Highlighting projections, the 62 year old prime minister outlined an anticipated economic upswing of 2.5% to 3.5% next year, coupled with a moderate inflation forecast ranging from 0.7% to 1.7%. Despite earlier optimism for a fourth-quarter rebound, the government now shifts focus to ramping up third-quarter economic expansion, reported Bangkok Post.
In related news, Thailand has rocketed up the global competitiveness rankings, leaving Malaysia in the dust and securing the second spot in ASEAN. The IMD World Competitiveness Centre’s 2024 report catapulted Thailand from 30th to 25th place worldwide, highlighting a significant leap in economic performance.
Danucha Pichayanan, the Secretary-General of the National Economic and Social Development Council, briefed the Cabinet yesterday regarding this impressive advancement. The ranking assessed 67 economic zones, and Thailand’s rise was remarkable.
In other news, Deputy Finance Minister Julapun Amornvivat urged the Commerce Ministry to reconsider its decision to permit recipients of the 10,000-baht payout from the digital wallet scheme to use the funds on mobile phones.
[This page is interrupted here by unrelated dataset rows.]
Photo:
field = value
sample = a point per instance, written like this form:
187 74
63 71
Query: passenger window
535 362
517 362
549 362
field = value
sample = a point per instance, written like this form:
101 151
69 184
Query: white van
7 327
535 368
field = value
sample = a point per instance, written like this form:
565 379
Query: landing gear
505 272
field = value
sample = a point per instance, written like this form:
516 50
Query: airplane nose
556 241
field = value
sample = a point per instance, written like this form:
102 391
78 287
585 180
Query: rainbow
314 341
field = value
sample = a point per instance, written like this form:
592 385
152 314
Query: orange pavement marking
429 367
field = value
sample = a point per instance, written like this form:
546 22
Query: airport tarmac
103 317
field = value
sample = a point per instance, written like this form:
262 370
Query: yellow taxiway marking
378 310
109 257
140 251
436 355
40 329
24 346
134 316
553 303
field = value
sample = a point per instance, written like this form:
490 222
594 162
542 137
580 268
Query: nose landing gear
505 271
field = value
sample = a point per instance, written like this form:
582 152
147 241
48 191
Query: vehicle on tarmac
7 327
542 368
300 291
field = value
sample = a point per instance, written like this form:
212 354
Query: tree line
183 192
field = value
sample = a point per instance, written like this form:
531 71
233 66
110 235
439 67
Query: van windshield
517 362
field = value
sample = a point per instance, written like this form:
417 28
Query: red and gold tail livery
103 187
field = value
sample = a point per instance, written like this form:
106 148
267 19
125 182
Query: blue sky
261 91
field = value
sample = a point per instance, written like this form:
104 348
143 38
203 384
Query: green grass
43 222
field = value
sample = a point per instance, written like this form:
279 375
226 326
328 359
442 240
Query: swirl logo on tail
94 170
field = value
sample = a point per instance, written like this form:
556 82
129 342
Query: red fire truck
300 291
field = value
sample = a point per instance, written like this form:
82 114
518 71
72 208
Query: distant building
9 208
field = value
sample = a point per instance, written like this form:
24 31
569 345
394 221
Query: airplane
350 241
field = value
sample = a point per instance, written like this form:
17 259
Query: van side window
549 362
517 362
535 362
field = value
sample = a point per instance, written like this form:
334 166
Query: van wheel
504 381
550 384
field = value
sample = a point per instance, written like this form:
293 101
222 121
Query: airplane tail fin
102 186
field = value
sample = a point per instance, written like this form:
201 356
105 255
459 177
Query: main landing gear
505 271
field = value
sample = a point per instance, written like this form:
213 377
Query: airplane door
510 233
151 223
He argued that this move would not benefit the domestic economy as intended.
PM Srettha shares these concerns, noting that most mobile phones are either manufactured overseas or contain foreign-made components. Allowing the payout to be spent on imported items such as mobile phones could undermine the scheme’s goal of stimulating local spending and boosting the domestic economy.